Back Rooms, Board Rooms - Reasonable Accommodation and Resistance Under the ADA
59 Pages Posted: 18 Aug 2008
Reasonable accommodations under the Americans with Disabilities Act (ADA) are at the center of the integration of people with disabilities into mainstream work environments. Responses on the part of employers, however, have couched many feasible accommodations as excessive, burdensome, and costly. Employers resist hiring people with disabilities and accommodating existing disabled employees. This position is affirmed by societal and legal messages about the inferiority of disabled workers. Courts have tended to take a pro-employer point of view, deciding that some accommodations are unreasonable without specifically unpacking that concept in relation to the language and spirit of the ADA. Meanwhile, one of the most important parts of the ADA remains largely undefined and employers and courts can take cover behind a vague notion of reasonableness whenever any request seems like too much. While scholars have debated whether or not the ADA goes too far in requiring employers to adapt to the needs of disabled individuals, the latter are cast aside in the reasonable accommodation process by employers, courts, and scholars themselves.

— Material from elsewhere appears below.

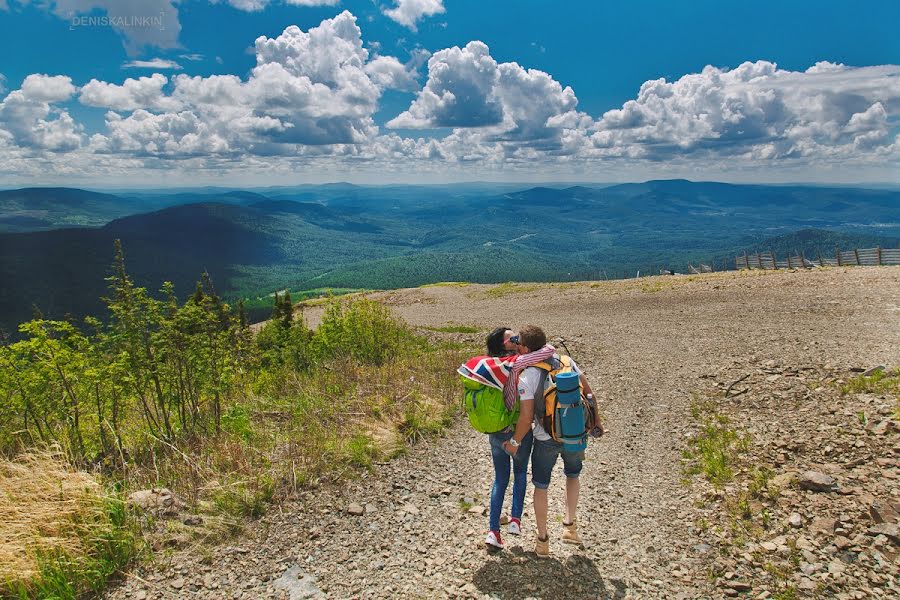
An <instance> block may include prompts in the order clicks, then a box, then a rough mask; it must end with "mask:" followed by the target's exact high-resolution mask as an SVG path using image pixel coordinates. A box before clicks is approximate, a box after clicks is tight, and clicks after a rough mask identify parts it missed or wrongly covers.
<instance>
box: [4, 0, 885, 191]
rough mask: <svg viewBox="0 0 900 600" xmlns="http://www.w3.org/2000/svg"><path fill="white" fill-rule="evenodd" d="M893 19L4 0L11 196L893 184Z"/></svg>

As a result of this exclusion, people with disabilities struggle to get even the most basic and achievable accommodations granted, such as those related to transportation and assistance with arriving at work. This Article advocates for the involvement of people with disabilities in the accommodation process, not only from a place of cooperation but also in the form of resistance to subjugation. This participation must happen at all levels for any meaningful change to happen in the American workforce. The realization of it depends not on the generosity of employers, jurists, or scholars, but on people with disabilities' active confrontation of unjust and irrational interpretations of the ADA. Relying on disability studies approaches and a social model of disability, the author places prospective and current workers with disabilities at the center of the reasonable accommodation process. She suggests that those models can go even farther - and be replaced by a resistance model - to recognize and respond to the biases and prejudices about people with disabilities that lead to their marginalization at work and in communities.